What fundamental principles do we know for sure, have changed from FO2 to FO3 aside from the camera angle going from 3rd person ISO to First/Third person?
As I said before, I'm not that big of a Fallout I/II expert to construe or cite the canon. But even I can come up with dozens of examples that can illustrate the point I was trying to make. The overabundant and entirely inappropriate use of nuclear weapons, particularly in close range encounters where it borders on insanity. Completely uncanonical use of the preexistent factions. Unkillable children. Dumbed down, almost infantile humor and writing. Unfitting and inconsistent "à la SuperDuperMart" environments. And yes, teddy bears.
Those teddy bears that ignore the laws of physics and lie around in packs of ten or more, ripe and ready for your Rock-It Launcher marksmanship practicing convenience. Or the hunting rifles and shotguns sticking out of rusty mailboxes. Should I really mention the half-naked Chinese commandos, character safety booths, radiation auras, headshot dismemberments, easily explodable nuclear-powered cars, and dozens of other inconsistencies that defy reason and directly contradict the spirit and worldrules of the previous games? Then how about the ridiculously perverted, even inverted view of radiation, which, once again, goes against the infinitely more realistic and substantiated setting of the previous games?
Right now it seems that Fallout 3 took took out all the realism from Fallout 2 and moved whatever silliest moments there were left into the realm of absurdity and bad taste. Is there anything about Bethesda's handiwork that is appropriately realistic or intelligent or extraordinary and not trite? You tell me.

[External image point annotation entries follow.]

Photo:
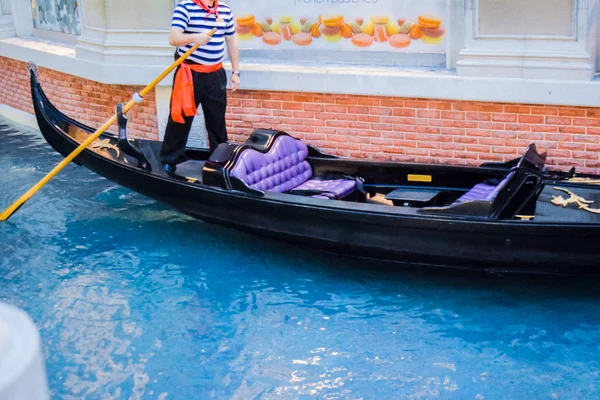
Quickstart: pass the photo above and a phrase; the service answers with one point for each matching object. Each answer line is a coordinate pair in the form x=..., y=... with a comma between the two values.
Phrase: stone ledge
x=327, y=78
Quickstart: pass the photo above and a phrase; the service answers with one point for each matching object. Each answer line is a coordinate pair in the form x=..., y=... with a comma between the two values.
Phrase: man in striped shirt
x=203, y=71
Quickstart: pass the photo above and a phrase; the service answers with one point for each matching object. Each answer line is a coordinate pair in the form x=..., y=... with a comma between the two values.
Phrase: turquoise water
x=136, y=301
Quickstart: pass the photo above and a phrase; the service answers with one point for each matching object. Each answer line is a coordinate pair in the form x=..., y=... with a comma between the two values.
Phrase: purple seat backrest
x=280, y=169
x=483, y=191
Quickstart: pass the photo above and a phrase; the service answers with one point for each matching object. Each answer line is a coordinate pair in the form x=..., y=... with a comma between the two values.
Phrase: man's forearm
x=234, y=52
x=180, y=39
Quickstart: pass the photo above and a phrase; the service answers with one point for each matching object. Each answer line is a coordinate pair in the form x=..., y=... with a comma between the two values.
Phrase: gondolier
x=201, y=80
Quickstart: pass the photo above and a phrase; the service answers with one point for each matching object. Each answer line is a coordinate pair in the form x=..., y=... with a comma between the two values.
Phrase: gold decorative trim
x=573, y=199
x=525, y=217
x=106, y=145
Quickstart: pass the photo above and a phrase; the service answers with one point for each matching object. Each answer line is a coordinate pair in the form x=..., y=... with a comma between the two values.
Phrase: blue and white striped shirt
x=193, y=19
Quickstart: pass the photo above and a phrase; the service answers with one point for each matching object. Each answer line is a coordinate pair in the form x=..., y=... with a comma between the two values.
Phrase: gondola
x=512, y=217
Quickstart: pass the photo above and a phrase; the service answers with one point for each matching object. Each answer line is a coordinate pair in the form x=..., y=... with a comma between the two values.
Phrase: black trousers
x=210, y=91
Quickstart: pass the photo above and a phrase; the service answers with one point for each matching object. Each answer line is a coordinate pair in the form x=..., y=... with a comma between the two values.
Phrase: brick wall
x=421, y=130
x=87, y=101
x=379, y=128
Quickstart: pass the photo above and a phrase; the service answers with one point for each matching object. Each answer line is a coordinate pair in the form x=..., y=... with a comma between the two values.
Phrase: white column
x=125, y=41
x=22, y=19
x=7, y=27
x=534, y=39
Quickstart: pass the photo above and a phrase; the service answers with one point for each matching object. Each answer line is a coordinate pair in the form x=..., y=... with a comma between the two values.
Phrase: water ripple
x=135, y=300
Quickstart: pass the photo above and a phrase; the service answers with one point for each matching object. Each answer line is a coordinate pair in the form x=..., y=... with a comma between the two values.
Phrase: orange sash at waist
x=182, y=99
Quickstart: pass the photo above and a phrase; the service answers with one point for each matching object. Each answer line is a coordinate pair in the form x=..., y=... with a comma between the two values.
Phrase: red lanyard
x=203, y=6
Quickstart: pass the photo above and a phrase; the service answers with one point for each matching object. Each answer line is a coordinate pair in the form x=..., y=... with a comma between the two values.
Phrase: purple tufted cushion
x=281, y=169
x=341, y=187
x=483, y=191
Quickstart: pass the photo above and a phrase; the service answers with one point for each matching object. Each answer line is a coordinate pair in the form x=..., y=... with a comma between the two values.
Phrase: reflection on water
x=137, y=301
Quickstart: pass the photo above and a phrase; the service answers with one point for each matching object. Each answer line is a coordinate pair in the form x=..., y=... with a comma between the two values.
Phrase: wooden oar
x=15, y=206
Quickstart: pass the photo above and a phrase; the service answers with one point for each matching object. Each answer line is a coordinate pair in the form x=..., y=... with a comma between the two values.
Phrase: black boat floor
x=191, y=169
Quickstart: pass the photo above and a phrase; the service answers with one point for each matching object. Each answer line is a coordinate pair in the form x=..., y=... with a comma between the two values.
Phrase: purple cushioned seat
x=341, y=187
x=283, y=168
x=483, y=191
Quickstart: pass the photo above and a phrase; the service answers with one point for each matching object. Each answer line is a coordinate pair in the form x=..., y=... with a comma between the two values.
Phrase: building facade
x=461, y=81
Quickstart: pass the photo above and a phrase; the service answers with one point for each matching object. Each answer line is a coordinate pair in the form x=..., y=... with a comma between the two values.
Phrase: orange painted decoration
x=245, y=20
x=257, y=30
x=347, y=31
x=415, y=32
x=243, y=30
x=335, y=20
x=286, y=31
x=315, y=31
x=380, y=33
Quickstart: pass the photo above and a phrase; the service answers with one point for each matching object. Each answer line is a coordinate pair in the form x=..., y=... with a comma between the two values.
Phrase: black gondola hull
x=357, y=230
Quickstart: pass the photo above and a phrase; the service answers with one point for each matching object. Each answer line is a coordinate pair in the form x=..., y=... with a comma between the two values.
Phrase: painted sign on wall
x=364, y=25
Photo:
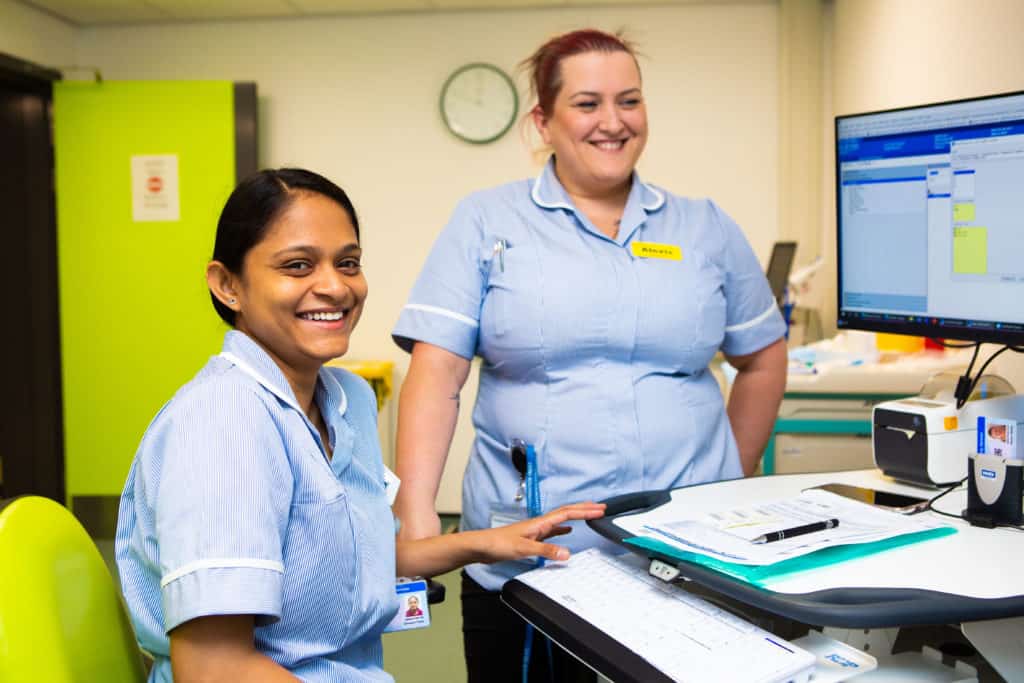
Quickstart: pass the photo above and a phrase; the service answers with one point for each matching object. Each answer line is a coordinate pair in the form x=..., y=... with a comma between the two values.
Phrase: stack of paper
x=681, y=635
x=724, y=540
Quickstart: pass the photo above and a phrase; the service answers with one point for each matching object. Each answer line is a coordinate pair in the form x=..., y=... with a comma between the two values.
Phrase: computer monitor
x=779, y=266
x=930, y=208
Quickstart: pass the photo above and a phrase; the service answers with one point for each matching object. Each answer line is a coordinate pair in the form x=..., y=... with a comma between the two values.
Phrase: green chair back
x=60, y=614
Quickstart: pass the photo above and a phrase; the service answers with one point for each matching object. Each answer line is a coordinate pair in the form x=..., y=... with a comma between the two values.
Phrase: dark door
x=31, y=422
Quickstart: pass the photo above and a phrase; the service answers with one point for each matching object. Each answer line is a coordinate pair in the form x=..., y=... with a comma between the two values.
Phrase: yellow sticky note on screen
x=656, y=250
x=971, y=250
x=964, y=212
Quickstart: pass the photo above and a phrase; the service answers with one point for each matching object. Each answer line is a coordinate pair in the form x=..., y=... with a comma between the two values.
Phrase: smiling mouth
x=324, y=316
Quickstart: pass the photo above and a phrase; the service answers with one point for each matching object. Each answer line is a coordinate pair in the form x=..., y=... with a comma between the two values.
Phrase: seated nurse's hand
x=525, y=539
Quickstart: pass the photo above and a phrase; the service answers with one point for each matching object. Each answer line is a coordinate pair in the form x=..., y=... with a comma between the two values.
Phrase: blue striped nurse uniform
x=592, y=350
x=231, y=507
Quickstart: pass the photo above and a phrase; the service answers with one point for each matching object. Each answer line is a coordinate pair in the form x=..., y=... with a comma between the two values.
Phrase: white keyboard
x=685, y=637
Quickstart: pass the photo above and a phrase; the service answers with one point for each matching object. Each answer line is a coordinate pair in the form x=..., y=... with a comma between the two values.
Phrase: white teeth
x=324, y=316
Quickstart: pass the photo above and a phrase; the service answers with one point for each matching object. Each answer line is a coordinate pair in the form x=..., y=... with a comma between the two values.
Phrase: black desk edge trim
x=853, y=607
x=591, y=645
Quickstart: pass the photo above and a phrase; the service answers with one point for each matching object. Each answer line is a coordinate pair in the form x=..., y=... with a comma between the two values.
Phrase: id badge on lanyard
x=414, y=612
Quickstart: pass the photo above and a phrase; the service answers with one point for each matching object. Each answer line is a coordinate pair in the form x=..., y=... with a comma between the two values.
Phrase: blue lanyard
x=532, y=483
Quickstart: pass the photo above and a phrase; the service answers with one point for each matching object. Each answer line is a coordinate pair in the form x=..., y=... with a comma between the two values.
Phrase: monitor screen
x=930, y=208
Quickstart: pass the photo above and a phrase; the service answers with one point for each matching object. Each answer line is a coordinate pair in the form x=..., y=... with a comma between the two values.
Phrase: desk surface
x=971, y=575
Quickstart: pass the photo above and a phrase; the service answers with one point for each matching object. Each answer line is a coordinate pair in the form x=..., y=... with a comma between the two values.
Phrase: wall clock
x=478, y=102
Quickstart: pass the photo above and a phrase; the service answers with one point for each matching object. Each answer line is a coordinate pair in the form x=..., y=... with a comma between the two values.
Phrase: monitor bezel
x=923, y=329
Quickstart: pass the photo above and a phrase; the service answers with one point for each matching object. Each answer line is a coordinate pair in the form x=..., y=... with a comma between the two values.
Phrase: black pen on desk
x=797, y=530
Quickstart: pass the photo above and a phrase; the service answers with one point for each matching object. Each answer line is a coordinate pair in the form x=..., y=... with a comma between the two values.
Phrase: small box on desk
x=995, y=484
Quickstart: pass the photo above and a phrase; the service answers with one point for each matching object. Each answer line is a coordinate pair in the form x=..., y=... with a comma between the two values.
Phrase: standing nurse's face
x=301, y=289
x=598, y=123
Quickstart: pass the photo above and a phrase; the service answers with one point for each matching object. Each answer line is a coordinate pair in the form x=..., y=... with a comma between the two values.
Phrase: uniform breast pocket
x=682, y=308
x=508, y=312
x=711, y=298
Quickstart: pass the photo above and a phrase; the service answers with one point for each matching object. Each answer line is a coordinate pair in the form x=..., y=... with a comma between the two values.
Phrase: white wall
x=891, y=53
x=356, y=99
x=33, y=36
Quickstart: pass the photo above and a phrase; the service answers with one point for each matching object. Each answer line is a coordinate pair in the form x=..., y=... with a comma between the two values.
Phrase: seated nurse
x=596, y=301
x=255, y=540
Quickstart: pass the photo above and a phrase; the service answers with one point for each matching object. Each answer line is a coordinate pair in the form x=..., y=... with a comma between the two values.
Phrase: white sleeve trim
x=443, y=311
x=222, y=563
x=750, y=324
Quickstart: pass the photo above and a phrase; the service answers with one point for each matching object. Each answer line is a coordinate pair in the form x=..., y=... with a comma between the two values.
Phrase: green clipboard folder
x=764, y=574
x=844, y=606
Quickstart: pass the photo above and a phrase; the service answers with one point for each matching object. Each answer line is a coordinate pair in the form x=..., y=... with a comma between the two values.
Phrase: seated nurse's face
x=301, y=288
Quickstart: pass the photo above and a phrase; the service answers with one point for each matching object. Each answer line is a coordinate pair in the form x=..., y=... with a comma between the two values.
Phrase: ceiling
x=100, y=12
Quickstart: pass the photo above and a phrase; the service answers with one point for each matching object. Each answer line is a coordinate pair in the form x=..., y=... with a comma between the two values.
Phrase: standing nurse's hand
x=524, y=539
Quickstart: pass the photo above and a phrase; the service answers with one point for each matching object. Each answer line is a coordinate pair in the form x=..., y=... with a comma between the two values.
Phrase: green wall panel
x=135, y=316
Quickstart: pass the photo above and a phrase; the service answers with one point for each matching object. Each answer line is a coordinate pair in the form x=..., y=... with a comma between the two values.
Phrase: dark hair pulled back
x=544, y=65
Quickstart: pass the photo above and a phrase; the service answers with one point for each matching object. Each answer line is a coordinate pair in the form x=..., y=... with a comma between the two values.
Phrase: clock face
x=479, y=102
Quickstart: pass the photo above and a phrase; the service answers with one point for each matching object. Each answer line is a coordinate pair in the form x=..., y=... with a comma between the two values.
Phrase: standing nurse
x=596, y=302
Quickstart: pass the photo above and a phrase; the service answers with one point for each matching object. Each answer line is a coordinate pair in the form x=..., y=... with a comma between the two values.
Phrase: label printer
x=926, y=440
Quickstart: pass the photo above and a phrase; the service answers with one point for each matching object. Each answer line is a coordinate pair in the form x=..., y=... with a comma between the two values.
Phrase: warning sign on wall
x=155, y=187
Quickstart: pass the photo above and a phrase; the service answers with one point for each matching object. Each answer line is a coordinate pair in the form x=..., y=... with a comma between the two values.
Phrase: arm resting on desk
x=757, y=393
x=428, y=410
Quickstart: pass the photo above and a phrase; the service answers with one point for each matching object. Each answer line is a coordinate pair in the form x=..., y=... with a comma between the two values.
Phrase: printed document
x=728, y=535
x=685, y=637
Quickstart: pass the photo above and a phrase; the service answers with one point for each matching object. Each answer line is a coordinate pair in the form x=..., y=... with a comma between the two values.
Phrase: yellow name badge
x=655, y=250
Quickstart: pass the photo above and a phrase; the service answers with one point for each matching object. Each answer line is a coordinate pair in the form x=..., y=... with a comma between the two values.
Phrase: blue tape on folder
x=762, y=574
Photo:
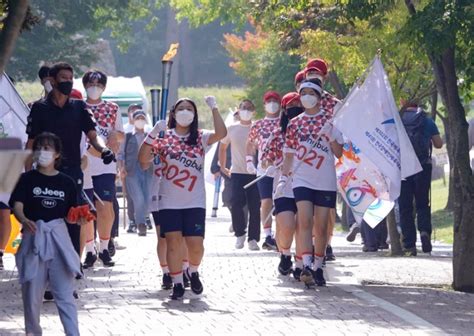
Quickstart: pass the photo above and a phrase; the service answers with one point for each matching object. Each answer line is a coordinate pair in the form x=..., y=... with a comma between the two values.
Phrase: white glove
x=281, y=186
x=270, y=172
x=160, y=126
x=211, y=102
x=250, y=166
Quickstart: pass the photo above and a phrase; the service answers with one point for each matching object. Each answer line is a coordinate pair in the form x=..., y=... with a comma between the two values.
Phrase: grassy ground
x=442, y=220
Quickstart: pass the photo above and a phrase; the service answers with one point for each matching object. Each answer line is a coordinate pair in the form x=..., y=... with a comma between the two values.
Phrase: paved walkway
x=367, y=294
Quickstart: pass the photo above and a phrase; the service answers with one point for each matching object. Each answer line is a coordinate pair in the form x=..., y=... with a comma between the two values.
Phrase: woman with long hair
x=182, y=199
x=42, y=201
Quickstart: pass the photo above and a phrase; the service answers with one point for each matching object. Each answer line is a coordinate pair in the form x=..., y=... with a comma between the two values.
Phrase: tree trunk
x=395, y=245
x=463, y=181
x=12, y=26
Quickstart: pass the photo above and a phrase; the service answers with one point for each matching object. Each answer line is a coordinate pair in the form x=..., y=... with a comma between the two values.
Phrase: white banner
x=369, y=175
x=13, y=115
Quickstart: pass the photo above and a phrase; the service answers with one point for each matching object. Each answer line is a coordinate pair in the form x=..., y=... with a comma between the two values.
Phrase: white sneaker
x=253, y=245
x=239, y=244
x=119, y=246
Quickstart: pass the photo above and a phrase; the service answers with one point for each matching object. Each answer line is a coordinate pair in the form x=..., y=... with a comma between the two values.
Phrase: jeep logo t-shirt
x=44, y=197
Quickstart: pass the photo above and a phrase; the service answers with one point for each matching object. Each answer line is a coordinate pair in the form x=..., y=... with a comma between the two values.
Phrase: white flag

Oh, by the way, seeing camera positioning as a
fundamental principle worthy of canonization? Ouch.
@Jesuit: I largely agree with your post on katanas but I wish you were similarly rational when it comes to mutilations being caused by catapultable teddy bears and cigarette packs. I mean, if that's something even remotely normal, does it really matter how many katanas are out there and where they came from? That's why I called it nitpicking a non-issue.